A few days ago I was searching for a poem for a class, and began by flipping through my copy of 100 Essential Modern Poems. Now, I think that I have a fairly good understanding of poetry. Not an exceptional one, by any means, but I read a lot of it and think I have a good grasp of some of the underlying principles and the context of many poems. But as I was searching, it occurred to me that although many or even most of the poems in the book I love and recognize the skill of their authors, there are some poems which I simply deplore, and feel like they took five minutes to write. Yet I know that they are good, because this book said so, and it was written by someone who knows more than I do. This led me to think about how much of our culture, particularly with regards to the arts, we know to be good or high quality simply because someone told us so, and not because we actually understand anything about it.
In music, my knowledge is far more limited than it is in poetry, I can read it and play the clarinet, but beyond that I know nothing. Despite this, I can tell you that Bach, Beethoven, Chopin, Handel, Tchaikovsky, Stravinsky, and Mozart were good composers, and could name a few more. I know most of their most famous pieces, and can even claim a favorite - Stravinsky - though it's based off of nothing more than "sounding cool." But if you played me a piece by Bach I didn't know and a piece by some random other person, I would not be able to tell you which was better, so long as the other piece wasn't absolutely horrible. So why do I say Bach is better? Because someone told me so, and I assume they know more than me.
But this is true of many things. I don't actually know anything about the economy, but I say I know it's bad because someone told me so. Yet it seems more ridiculous when people pay good money to go see operas or orchestras which, I admit, some of them may actually appreciate, but many of them probably just agree are good because that's what they know they should think. I'm not saying they don't enjoy the production, just that they would likely enjoy a production of worse music (say, an orchestra playing the Star Wars soundtrack) just as much, and it would probably cost them much less.
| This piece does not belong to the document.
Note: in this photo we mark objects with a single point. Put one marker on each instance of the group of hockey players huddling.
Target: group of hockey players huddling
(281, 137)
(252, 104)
Most of us couldn't actually tell a good composition from a mediocre one.
My point is very well proven by an experiment done by some person from the Wall Street Journal and a world-renowned violinist named Joshua Bell, who has won a Grammy and often charges $100 per seat at concerts. In the experiment, Joshua Bell took a Stradivarius violin, worth millions of dollars, and went to a New York subway, where he proceeded to play music such as Bach's "Chaconne" (considered not only one of the greatest musical pieces but also one of the most difficult to play - or so the article tells me, I wouldn't know). The result? Almost no one stopped. No crowd gathered, and Bell made about $32 after 43 minutes of playing. Over one thousand people had passed him, and none noticed that they were listening to one of the greatest musicians alive playing one of the greatest pieces with one of the greatest violins.
I don't think that it was because those over one thousand people in the subway were uneducated or idiots. I think it's because many of the people who pay $100 to watch Bell play also wouldn't realize how good he was until someone told them. Most of us simply lack the understanding of music to be able to really discern good from bad. Is this a bad thing? I don't know, but it's hardly likely to change. Even though I don't think you'd have to be anything close to an expert to be able to tell Bach from some random guy, it still takes time most of us don't want to invest. And we would also have to invest it in many other areas - painting, sculpture, poetry, prose, ect. It's not impossible, just maybe not worthwhile to most of us.